Wrinkles, In Time
This article is from the archive of The New York Sun before the launch of its new website in 2022. The Sun has neither altered nor updated such articles but will seek to correct any errors, mis-categorizations or other problems introduced during transfer.
It strikes us that Judge Merrick Garland missed an opportunity when he “bailed out,” to use Politico’s phrase, on the case of the dog shot by police officers in the Columbia District. The poor pooch barked at officers who barged into its owner’s home. So the officers executed more than the search warrant. The dog’s owner sued. A district judge threw out the case but the federal appeals judges who ride circuit in the District reinstated it this month, without Judge Garland’s help.
That strikes us as a missed chance for Judge Garland, who’s been nominated to the Supreme Court, to let the Senate know whether he can keep his constitutional head in the thick of a search warrant. We don’t mean to suggest that the case is more important than those cases where police officers are accused of shooting human beings. Nor do we mean to suggest that dogs are always innocent (we’ve personally witnessed a dog’s ability to scheme and a mutt’s misery at being caught in an act).
We do mean to suggest that it would have been useful to all of us to see what Judge Garland might have made of the death of the dog in question, whose name was Wrinkles. After all, two of the most distinguished riders of the District of Columbia circuit, David Tatel and Lawrence Silberman, did stick with the case. They noted that Judge Garland was a member of the court panel at the time the case was argued but did not participate in the opinion.
There is an account of it by Josh Gerstein, formerly of the Sun and now at Politico. He quotes the court as suggesting that “Wrinkles’ barking at police — as would most any self-respecting dog—to be of limited probative value to the question of exactly what happened.” We haven’t done a double-blind study, but the Sun believes this to be the first time in American law that a major United States court has referred to a dog as “self-respecting.” We call that progress.
The events before the court began on a June evening in 2010, when nine officers showed up at the home of Marietta Robinson after her grandson was arrested with marijuana. Mrs. Robinson testified that she heard loud knocking on the door. Wrinkles started barking to let her know someone was there, she said. Mrs. Robinson asked the lead officer if she could put the pooch in the back yard or the bathroom, and was told to put the dog in the latter.

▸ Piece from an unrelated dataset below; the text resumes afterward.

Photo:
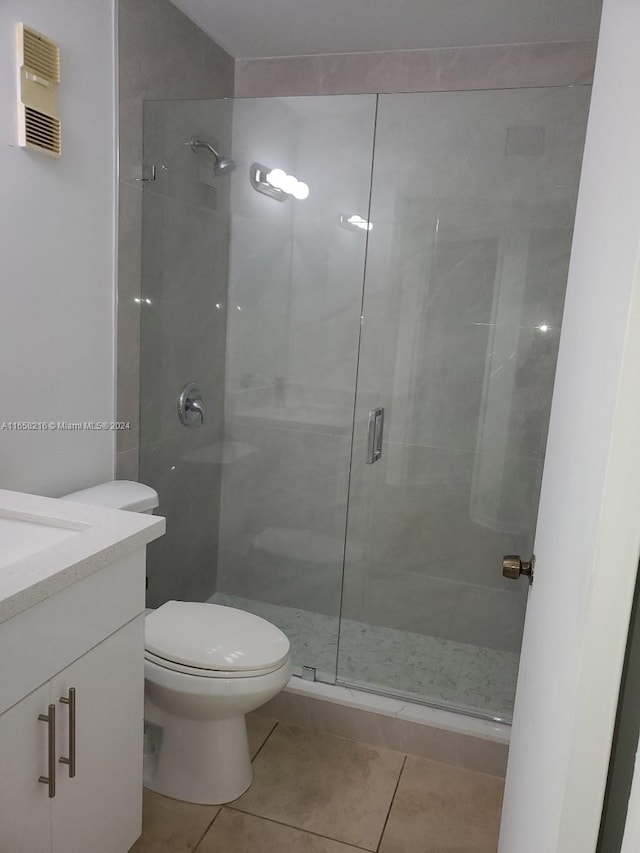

The leading officer, as the court outlined various testimony in respect of the facts, then yelled to the officers behind him that there was a dog in the bathroom, but a trailing officer testified that she didn’t hear the warning. She opened the bathroom door. Accounts vary as to what happened next, but Wrinkles hauled out of the bathroom and eventually as many as more than half a dozen or more shots were fired, and Wrinkles was mortally wounded.
Once the dog was dead, according to Mrs. Robinson, the officers covered it — and the dog’s blood, which was all over — with Mrs. Robinson’s clean laundry. Blood and bloody handprints were all over, curtains, couch, water cooler, pictures. An officer, the court said, acknowledged the police “did nothing to clean up the house,” with a captain announcing “the dog’s blood is her property” and that she would have to clean up the canine gore.
The court ruled against Mrs. Robinson in respect of the officer who fired the most shots, but not in respect of the officer who opened the bathroom door and whose boot was latched onto by the dog. That will have to go to trial. It is not our purpose here to solve this case — merely to note what a remarkable country wherein one of its most distinguished appellate courts can turn itself into knots in respect of the self-respect of a dog. And observe that it would have been nice to see how the jurist who could be the next to sit on the Supreme Court would have handled it.